Published November 16, 2023
By Timothy Chipp
Whatever you do, avoid heavy drinking of alcohol.
Such was the message of Susan Gapstur, PhD, MPH, the eighth Richard V. Lee, MD, Lecturer, coordinated by UB's Office of Global Health Initiatives.
After all, she said, harmful alcohol consumption is directly linked to several cancers.
That’s right. Alcohol causes cancer. And Gapstur, former senior vice president at the American Cancer Society, knows this because she practically (re)wrote the book on the matter. While serving on a panel for the World Health Organization’s International Agency for Research on Cancer in 2007, she and colleagues studied the link between the popular intoxicant and various cancers.
A link was already established between alcohol and cancers of the mouth/oral cavity, larynx/pharynx, the esophagus and liver, noted by the same agency in a 1988 report. Gapstur’s group both confirmed those results and added two more.
“They began to get a feeling about breast and colon rectum cancer (in 1988), they just weren’t willing to make a conclusion at that point because there was just not enough evidence,” Gapstur said. “By 2010, the evidence was considered sufficient.”
How does alcohol consumption cause cancer? While the ethanol itself is linked to many of these forms of cancer, Gapstur said it’s primarily driven by alcohol being converted to acetaldehyde.
That’s poisonous to the body, she said, and in some cases prevents some people from even being able to take a single drink. In some East Asian populations, for instance, a polymorphism of the DLH2 enzyme causes immediate sickness due to difficulty metabolizing acetaldehyde, calling it “their built-in alcohol prevention tool.”
How at-risk are those who drink? Gapstur said any alcohol consumption at all poses risk for developing some of the cancers studied in 1988. Beyond that, consuming more than two servings per day increases the risk of colorectal cancer, while consuming more than three servings per day may increase the risk of stomach and liver cancers.
What’s most challenging for public health professionals is the lack of awareness around this associated risk, Gapstur said.

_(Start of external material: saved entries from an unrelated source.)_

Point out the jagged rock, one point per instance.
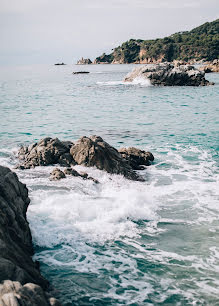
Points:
(84, 61)
(91, 152)
(136, 158)
(95, 152)
(56, 175)
(14, 294)
(16, 248)
(84, 175)
(66, 160)
(167, 74)
(46, 152)
(211, 66)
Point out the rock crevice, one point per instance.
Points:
(16, 265)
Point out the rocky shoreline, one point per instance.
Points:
(20, 280)
(167, 74)
(87, 151)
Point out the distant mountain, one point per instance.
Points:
(201, 43)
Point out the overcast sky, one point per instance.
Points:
(47, 31)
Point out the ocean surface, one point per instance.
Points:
(120, 242)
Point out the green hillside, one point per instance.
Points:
(197, 44)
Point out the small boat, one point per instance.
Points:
(80, 72)
(59, 64)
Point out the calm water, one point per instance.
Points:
(120, 242)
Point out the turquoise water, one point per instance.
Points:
(120, 242)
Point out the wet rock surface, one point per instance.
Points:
(95, 152)
(47, 151)
(14, 294)
(56, 175)
(87, 151)
(167, 74)
(136, 157)
(16, 248)
(211, 67)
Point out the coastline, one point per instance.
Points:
(20, 278)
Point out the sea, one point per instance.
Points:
(120, 242)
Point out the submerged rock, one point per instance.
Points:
(16, 248)
(14, 294)
(95, 152)
(56, 175)
(84, 175)
(167, 74)
(211, 67)
(88, 151)
(136, 157)
(47, 151)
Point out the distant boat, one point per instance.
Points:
(80, 72)
(59, 64)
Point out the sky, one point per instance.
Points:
(50, 31)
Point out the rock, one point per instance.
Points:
(66, 160)
(95, 152)
(136, 158)
(84, 61)
(80, 72)
(167, 74)
(16, 248)
(70, 171)
(14, 294)
(211, 67)
(91, 152)
(46, 152)
(56, 175)
(84, 175)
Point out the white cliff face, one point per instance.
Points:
(167, 74)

A 2002 survey, for instance, found that despite knowing and reporting alcohol’s cancer-causing effects 15 years earlier, less than half of the American population understood the situation.
None of this is to say alcohol should be avoided if you wish to consume, Gapstur said. After all, she partook in a glass of wine the night before her address.
It’s the heavy, daily consumption of alcohol that is the most damaging, she added.
The School of Public Health and Health Professions established an annual lectureship focused on aspects of global health to honor Richard V. Lee, MD, former faculty member at the University at Buffalo.
OGHI promotes and coordinates global health opportunities in the School of Public Health and Health Professions.